Scalp ringworm (tinea capitis) typically appears as a patch of scaling alopecia, or a swollen inflammatory area (kerion). Mild forms may resolve spontaneously at puberty. Inflamed lesions should be treated orally with griseofulvin at a dose of 10 mg/ kg daily in two divided doses, up to a maximum of 1 g daily for at least 6 weeks. In severe cases, treatment may need to be continued for up to 3 months. Topical application of an imidazole cream or benzoic acid + salicylic acid ointment may accelerate clearing of scaly lesions, but does not affect the infection within the hair. While a kerion may appear to be secondarily infected, the kerion represents an inflammatory response to the infection, and antibiotics are usually not indicated unless there is severe secondary infection. Scarring may result from a kerion, owing to the destruction of the hair follicles.

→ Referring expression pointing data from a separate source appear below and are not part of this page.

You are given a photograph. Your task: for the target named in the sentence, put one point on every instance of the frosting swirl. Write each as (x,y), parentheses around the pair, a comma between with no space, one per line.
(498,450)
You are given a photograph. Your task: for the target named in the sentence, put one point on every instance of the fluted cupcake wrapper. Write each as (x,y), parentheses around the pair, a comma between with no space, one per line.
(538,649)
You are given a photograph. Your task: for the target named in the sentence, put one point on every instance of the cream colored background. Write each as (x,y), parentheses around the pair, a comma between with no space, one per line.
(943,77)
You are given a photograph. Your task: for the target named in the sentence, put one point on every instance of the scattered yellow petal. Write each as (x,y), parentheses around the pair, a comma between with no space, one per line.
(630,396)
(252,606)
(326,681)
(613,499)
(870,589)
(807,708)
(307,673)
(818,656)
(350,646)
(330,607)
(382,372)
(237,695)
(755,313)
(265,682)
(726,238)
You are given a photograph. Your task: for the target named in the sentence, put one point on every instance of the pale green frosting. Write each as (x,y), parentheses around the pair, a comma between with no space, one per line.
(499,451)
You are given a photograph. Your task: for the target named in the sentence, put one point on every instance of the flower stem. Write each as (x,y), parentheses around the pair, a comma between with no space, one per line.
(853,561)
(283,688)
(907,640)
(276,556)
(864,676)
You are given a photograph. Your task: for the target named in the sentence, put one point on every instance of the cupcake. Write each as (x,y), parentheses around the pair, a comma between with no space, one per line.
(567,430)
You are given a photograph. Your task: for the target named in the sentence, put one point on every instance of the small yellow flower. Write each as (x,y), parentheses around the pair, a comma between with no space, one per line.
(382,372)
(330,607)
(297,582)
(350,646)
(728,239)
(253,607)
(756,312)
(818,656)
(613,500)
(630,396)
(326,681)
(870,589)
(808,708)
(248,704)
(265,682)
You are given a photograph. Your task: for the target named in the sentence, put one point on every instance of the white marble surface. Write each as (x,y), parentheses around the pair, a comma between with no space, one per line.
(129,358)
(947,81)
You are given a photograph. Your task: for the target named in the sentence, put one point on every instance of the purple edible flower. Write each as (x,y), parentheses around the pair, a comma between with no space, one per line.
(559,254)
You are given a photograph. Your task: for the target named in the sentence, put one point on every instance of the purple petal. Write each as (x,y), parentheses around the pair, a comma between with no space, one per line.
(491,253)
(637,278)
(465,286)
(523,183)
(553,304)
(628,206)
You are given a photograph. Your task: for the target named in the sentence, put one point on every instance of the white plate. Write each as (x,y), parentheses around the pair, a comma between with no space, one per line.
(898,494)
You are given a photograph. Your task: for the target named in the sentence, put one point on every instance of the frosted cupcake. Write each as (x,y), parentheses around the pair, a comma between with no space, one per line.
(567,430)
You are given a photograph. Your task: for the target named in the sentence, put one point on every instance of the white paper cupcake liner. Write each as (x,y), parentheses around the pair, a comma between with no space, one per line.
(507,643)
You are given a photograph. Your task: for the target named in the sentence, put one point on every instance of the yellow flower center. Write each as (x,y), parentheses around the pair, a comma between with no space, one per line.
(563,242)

Ringworm of the trunk (tinea corporis) is caused by either T. rubrum or the fungi that cause scalp ringworm. Lesions can often be cleared by topical application of benzoic acid + salicylic acid ointment or an imidazole cream, but in some cases a 4-week course of orally administered griseofulvin is required. Itraconazole, 200 mg daily for 15-30 days, or terbinafine, 250 mg daily for 1-2 weeks, is also effective.

Foot ringworm (tinea pedis or athlete’s foot), a common dermatophyte infection, is caused by many dermatophyte species. Lesions frequently first appear in the fourth interdigital web, which is nearly always involved. While tinea pedis responds to topical and oral antifungal therapy, recurrences are common, particularly in T. rubrum infections or when the toenails are involved. Therefore, tinea pedis is usually treated with topical agents. Benzoic acid + salicylic acid ointment or an imidazole cream should be applied twice daily to all infected areas and the toe clefts for at least 4 weeks. If there is a history of recurrence, a powder containing an antifungal agent should be used prophylactically. Severe weeping lesions respond to frequent footbaths of 0.5% aqueous gentian violet solution or 1:10000 potassium permanganate, and systemic antifungals assist clearing. If oral therapy is used, griseofulvin administered at 10 mg/kg daily as a single dose to a maximum of 1 g daily for 4 weeks is usually helpful. However, in patients with associated infections of the nails, treatment needs to be extended for 12-18 months and, even then, the results are often disappointing. Terbinafine, 250 mg daily for 1-2 weeks, or itraconazole, 400 mg daily for 7 consecutive days per month for 3 months, is more effective than griseofulvin, but more expensive. These infections should first be confirmed by laboratory examination since Candida and Scopulariopsis spp., which are unresponsive to griseofulvin, also infect nails.

Ringworm of the groin (tinea cruris) is usually limited to the skin of the inner thigh in contact with the scrotum. Flexural eczema, often secondarily infected with Candida spp. or bacteria, occurs in the same site. It is usually treated with preparations containing a mixture of an antifungal and a steroid, but tinea cruris should be treated with an antifungal alone since corticosteroids worsen ringworm infections. An imidazole cream applied daily for 2 weeks is usually effective. Lesions unresponsive to topical preparations can usually be cleared with a 4-week course of griseofulvin, as described above.